Jas Elsner December 2002
« I was much more interested in the High Arts -- in sculpture and in painting, of which, in a sense, Rome provided one with many more surviving and original examples than Greece. » 1.1.5.
Paul Cartledge December 2002
« An idea of beauty is not random. The Greeks in particular developed very strong notions of ideal, canonical, the word comes from Greek. So […] a Western sensibility has a basic notion, the notion of regularity, symmetry, order, proportion, of course Romans as well as Greeks, but the Greeks got there first to some extent, therefore they are immensely influential. » 1.2.3.
« J’avais rédigé un article sur un aspect spécifique qui me paraissait éclairant sur la Tombe du Plongeur. J’avais voulu rapprocher la présence d’un culte de Chiron à Paestum et le fait que, dans la tradition pindarique, Chiron est le maître des héros, l’éducateur des héros en particulier des héros plongeurs. Et qu’il pouvait y avoir un lien entre les cultes aristocratiques, les pratiques qui sont des métaphores de l’excellence aristocratique et - c’était le débat avec E. Greco - le fait qu’elle soit à l’extérieur de la ville, comme le signe peut-être du moment où ces aristocraties sont en marge de la cité. Et le monde étrusque est lié à cela. C’est-à-dire qu’avec Cumes, l’aristocratie, chassée par le Tyran de Cumes, se réfugie auprès des Étrusques. » 5.1.

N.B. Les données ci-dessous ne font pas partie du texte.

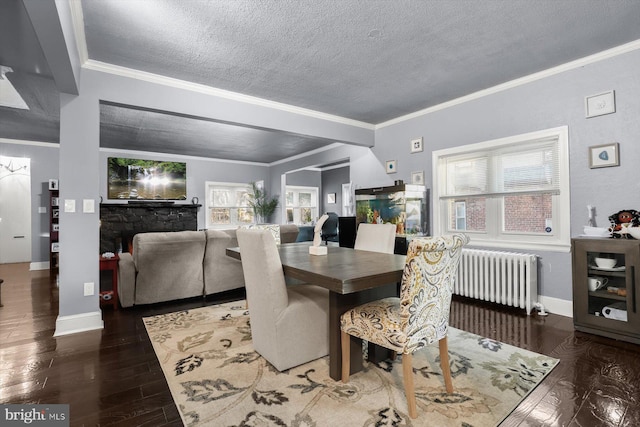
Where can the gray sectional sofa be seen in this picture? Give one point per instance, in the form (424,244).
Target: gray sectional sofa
(167,266)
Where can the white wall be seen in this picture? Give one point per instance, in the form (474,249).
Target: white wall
(44,166)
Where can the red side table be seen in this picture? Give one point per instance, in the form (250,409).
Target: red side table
(110,297)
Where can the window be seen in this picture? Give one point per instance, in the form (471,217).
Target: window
(227,204)
(509,192)
(302,204)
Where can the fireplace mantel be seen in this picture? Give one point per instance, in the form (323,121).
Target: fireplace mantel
(126,219)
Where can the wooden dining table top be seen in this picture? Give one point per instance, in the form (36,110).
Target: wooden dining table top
(341,270)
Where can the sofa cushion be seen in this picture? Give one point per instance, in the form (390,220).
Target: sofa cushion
(221,272)
(169,265)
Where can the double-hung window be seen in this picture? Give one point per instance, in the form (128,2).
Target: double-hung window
(302,204)
(512,192)
(227,204)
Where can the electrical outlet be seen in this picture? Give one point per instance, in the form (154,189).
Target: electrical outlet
(88,289)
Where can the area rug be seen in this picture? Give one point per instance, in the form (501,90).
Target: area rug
(217,379)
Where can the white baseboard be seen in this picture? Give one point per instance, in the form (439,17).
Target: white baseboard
(43,265)
(557,306)
(75,323)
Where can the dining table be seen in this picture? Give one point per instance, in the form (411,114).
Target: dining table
(353,277)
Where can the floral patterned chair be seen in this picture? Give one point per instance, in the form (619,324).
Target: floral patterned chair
(418,318)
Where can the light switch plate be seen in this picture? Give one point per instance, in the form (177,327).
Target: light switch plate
(88,206)
(69,205)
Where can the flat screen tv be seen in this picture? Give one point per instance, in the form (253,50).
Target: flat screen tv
(136,179)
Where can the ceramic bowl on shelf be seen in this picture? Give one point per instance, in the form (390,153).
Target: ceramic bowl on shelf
(597,231)
(634,231)
(605,262)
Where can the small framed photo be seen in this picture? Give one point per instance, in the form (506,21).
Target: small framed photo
(604,156)
(417,145)
(600,104)
(391,166)
(417,178)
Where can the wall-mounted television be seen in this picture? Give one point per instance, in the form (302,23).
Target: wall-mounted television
(137,179)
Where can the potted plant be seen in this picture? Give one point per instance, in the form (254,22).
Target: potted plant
(263,206)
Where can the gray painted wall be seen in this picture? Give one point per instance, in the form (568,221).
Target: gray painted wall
(332,181)
(81,165)
(550,102)
(546,103)
(44,166)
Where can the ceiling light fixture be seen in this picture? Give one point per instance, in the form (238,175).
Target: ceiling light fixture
(375,33)
(9,96)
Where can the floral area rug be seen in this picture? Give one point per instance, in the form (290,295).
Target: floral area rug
(217,379)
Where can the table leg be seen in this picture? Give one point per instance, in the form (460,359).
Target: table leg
(338,304)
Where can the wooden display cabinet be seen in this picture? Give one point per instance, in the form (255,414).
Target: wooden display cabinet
(54,230)
(611,311)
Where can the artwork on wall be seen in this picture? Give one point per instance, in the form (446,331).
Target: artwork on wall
(604,156)
(417,178)
(600,104)
(391,166)
(141,179)
(416,145)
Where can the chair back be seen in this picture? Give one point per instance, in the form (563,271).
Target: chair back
(264,281)
(376,238)
(427,285)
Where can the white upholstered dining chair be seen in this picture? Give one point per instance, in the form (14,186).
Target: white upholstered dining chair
(289,324)
(376,237)
(419,317)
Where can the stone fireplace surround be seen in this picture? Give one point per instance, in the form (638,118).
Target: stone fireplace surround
(119,222)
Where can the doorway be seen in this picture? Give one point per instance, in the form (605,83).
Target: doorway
(15,210)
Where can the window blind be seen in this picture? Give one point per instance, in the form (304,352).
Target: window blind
(532,167)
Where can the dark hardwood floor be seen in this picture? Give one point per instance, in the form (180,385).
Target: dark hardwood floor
(112,376)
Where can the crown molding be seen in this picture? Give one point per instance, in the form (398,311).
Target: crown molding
(34,143)
(308,153)
(91,64)
(77,18)
(578,63)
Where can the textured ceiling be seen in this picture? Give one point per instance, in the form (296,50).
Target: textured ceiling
(367,60)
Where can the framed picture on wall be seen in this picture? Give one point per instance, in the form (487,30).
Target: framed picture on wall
(604,156)
(417,145)
(417,178)
(390,166)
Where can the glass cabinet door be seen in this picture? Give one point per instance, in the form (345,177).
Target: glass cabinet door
(605,284)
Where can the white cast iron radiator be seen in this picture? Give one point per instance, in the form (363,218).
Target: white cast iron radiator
(504,277)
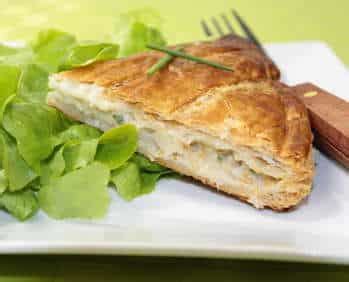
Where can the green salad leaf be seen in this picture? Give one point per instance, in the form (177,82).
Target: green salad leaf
(34,126)
(79,154)
(52,167)
(21,204)
(81,193)
(131,182)
(88,53)
(79,132)
(146,164)
(127,181)
(6,50)
(3,181)
(117,145)
(137,28)
(9,76)
(17,171)
(45,154)
(51,48)
(33,84)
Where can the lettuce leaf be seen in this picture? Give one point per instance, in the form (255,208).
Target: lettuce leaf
(131,182)
(51,47)
(81,193)
(17,171)
(8,50)
(117,145)
(146,164)
(88,53)
(79,132)
(135,29)
(9,76)
(127,181)
(21,204)
(52,168)
(33,84)
(79,154)
(34,126)
(3,181)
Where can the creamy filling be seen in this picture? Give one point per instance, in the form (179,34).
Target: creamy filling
(197,153)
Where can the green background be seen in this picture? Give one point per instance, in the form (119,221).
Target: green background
(272,20)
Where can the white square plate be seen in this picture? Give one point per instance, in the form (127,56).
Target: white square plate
(185,219)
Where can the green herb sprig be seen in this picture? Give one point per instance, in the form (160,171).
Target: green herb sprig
(180,54)
(161,63)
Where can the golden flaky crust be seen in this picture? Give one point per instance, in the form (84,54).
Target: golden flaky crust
(246,107)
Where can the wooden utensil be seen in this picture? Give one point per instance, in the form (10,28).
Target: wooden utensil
(329,117)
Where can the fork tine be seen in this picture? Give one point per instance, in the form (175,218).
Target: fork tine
(205,28)
(248,32)
(227,24)
(217,26)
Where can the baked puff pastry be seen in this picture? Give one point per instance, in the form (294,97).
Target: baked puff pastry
(242,132)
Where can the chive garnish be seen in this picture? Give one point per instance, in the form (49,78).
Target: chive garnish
(180,54)
(161,63)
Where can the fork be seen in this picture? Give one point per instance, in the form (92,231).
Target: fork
(229,27)
(330,127)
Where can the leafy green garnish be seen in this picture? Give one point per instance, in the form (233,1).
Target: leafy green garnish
(131,182)
(9,76)
(117,145)
(79,194)
(34,127)
(51,48)
(33,84)
(43,152)
(3,181)
(17,171)
(53,167)
(146,164)
(79,132)
(21,204)
(79,154)
(8,50)
(137,28)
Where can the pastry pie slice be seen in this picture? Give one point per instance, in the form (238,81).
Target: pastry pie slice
(242,132)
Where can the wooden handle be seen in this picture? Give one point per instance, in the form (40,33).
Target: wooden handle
(329,117)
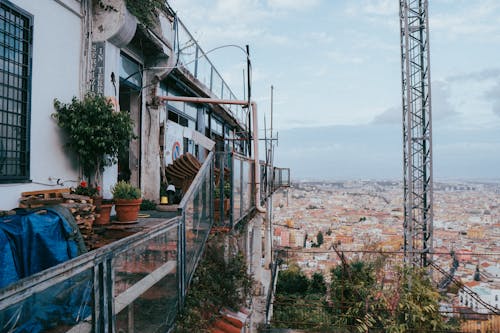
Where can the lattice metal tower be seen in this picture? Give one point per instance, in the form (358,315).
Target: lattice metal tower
(417,132)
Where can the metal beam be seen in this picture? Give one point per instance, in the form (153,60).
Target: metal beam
(417,132)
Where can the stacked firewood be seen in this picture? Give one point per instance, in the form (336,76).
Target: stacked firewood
(80,206)
(83,211)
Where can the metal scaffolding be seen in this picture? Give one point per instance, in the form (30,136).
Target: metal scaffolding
(417,132)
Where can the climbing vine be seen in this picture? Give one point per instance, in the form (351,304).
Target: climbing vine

Les chercheurs révèlent l’utilisation d’images de l’Italie antique pendant leurs cours. John North les utilise par exemple dans ses cours sur l’histoire de la religion romaine. Françoise Frontisi-Ducroux évoque la technique d’apprentissage de François Lissarrague. Ce dernier expose les différentes manières de lire les images en partant même du Daremberg et Saglio.
John North December 2002
« The courses I taught have always insisted on images but not treated them as a central factor and when I was teaching religion it became more central, but still not very central.The course on the religion of the Romans from the Republic to the Empire, and from essentially Cicero into the Imperial period, and they would do presentations on the Ara Pacis, or the underground basilica of the Porta Majore, some particular thing and that seems a useful way of learning to look and talk and present material for students ». 1.1.2.
« Les premières séances des cours de François (Lissarrague), […] il apprend à ses étudiants comment lire les images. Il commence par le Beazley, le corpus vasorum, même le Daremberg et Saglio. Il prend des images et puis il montre comment il fait. » 4.4.